Gisteravond is dat front eindelijk écht weggetrokken naar het oosten, en maakte daarmee de weg heel even vrij voor een zogeheten ‘rug’ van een hogedrukgebied, dat gisteravond en vannacht over ons land schoof. Dat merkte je aan het feit dat het droger werd, de wind bijna helemaal stilviel, en dat het flink opklaarde. Bovendien kwamen we tegelijkertijd heel eventjes in wat koudere lucht terecht, wat je misschien gisteren ook al hebt gevoeld.
Ondertussen is het natuurlijk hartje winter. We bevinden ons nog steeds in de langste nachten van het jaar. Als het dan een keertje rustig en helder is, zijn daar ineens de perfecte omstandigheden om de temperaturen razendsnel te laten dalen. De timing van de lagedrukpauze was dus precies goed voor één koud nachtje, en voilà: winterperikelen.
Makkelijk ongemak
Gek genoeg hoeft het voor een ijzige autoruit niet altijd te vriezen. Dat komt omdat een auto veel makkelijker afkoelt dan het aardoppervlak, waar je vaak nog een warmtereservoir in de bodem hebt. Het oppervlak van een auto kan dus een lagere temperatuur hebben dan de lucht eromheen.

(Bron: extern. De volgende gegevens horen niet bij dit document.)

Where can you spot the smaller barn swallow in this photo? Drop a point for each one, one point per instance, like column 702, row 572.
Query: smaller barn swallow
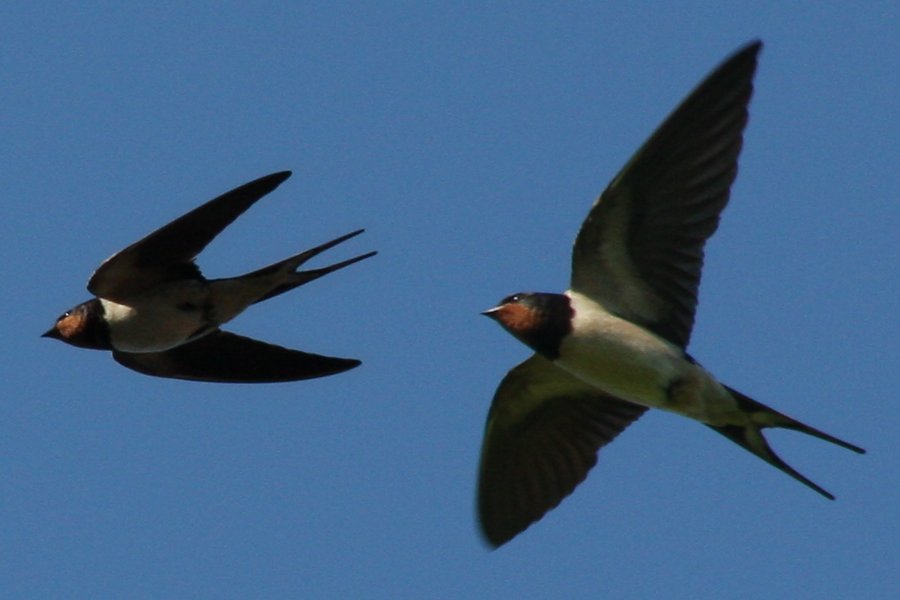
column 159, row 316
column 614, row 344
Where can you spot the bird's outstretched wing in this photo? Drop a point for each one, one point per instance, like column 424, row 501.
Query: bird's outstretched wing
column 229, row 358
column 168, row 253
column 542, row 436
column 640, row 251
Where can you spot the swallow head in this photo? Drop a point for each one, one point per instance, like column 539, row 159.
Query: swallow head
column 82, row 326
column 538, row 320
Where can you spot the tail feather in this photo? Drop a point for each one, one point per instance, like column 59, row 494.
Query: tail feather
column 750, row 436
column 298, row 278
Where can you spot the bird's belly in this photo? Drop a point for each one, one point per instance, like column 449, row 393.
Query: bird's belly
column 631, row 364
column 159, row 322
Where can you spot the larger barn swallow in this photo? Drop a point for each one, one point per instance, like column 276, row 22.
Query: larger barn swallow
column 614, row 343
column 161, row 317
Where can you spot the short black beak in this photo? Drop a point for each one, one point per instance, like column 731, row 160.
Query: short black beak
column 490, row 312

Al dat vocht in de lucht, wat we op dit moment natuurlijk volop hebben, kan dus toch op je autoruiten neerslaan en bevriezen, terwijl je thermometer geen vorst aangeeft. Dat speelt ook een rol bij die gladde bruggetjes die er vanochtend waren. Bruggen en viaducten zijn vaak de eerste plekken waar gladheid ontstaat, omdat die bodemwarmte daar ontbreekt. Bovendien kan een klein beetje rijp al een behoorlijke glijpartij veroorzaken, als je niet oppast. Voor dit soort winterse ongemakken hoeft het dus helemaal niet volop winterweer te zijn.
Dat was het?
Intussen is de mist al weer verdwenen, zijn de temperaturen in het zuiden al weer naar een graad of 7 gestegen en trekt de wind al een beetje aan. Het wachten is op de volgende storing, die zich vanmiddag al weer aan gaat dienen. Meer winter dan dit kleine vleugje hoeven we voorlopig ook niet te verwachten, ook niet als je een iets verdere blik op de weerkaarten werpt.

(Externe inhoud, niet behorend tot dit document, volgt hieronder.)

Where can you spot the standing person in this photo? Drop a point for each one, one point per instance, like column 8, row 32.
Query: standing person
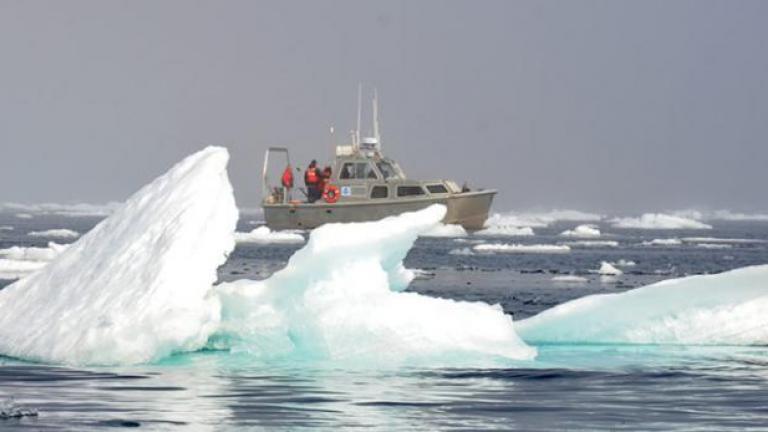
column 325, row 178
column 312, row 181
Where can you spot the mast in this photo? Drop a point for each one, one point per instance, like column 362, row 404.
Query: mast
column 376, row 132
column 359, row 113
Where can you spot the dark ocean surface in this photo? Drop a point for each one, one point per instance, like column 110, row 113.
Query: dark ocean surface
column 568, row 387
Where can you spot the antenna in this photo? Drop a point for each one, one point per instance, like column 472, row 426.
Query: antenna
column 376, row 133
column 359, row 112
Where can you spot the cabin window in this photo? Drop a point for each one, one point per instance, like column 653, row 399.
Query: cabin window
column 386, row 169
column 437, row 189
column 357, row 170
column 409, row 191
column 379, row 192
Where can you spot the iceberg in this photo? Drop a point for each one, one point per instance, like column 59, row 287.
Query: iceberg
column 721, row 309
column 582, row 231
column 61, row 233
column 663, row 242
column 659, row 221
column 505, row 231
column 340, row 299
column 33, row 253
column 263, row 235
column 446, row 230
column 137, row 287
column 521, row 248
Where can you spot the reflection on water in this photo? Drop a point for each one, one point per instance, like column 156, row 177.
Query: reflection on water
column 570, row 388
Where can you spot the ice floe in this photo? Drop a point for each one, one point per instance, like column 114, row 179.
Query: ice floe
column 726, row 308
column 446, row 230
column 61, row 233
column 582, row 231
column 521, row 248
column 593, row 243
column 31, row 253
column 569, row 279
column 339, row 299
column 608, row 269
column 137, row 287
column 505, row 231
column 663, row 242
column 263, row 235
column 658, row 221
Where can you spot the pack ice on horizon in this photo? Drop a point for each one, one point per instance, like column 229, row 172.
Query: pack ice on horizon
column 364, row 185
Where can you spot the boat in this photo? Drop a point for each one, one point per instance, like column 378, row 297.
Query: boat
column 365, row 185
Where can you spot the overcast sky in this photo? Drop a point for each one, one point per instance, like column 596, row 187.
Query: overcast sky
column 597, row 105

Toch moet je de ruitenkrabber nog niet meteen aan de wilgen hangen; we hebben gezien hoe weinig er voor nodig is. Ja, de storingen blijven voorlopig af en aan komen en kou is ver weg, maar over de details is nu nog weinig te zeggen. Als de timing net even goed is, kan er zo weer zo’n ochtendje tussen zitten. En trouwens: de winter is nog lang.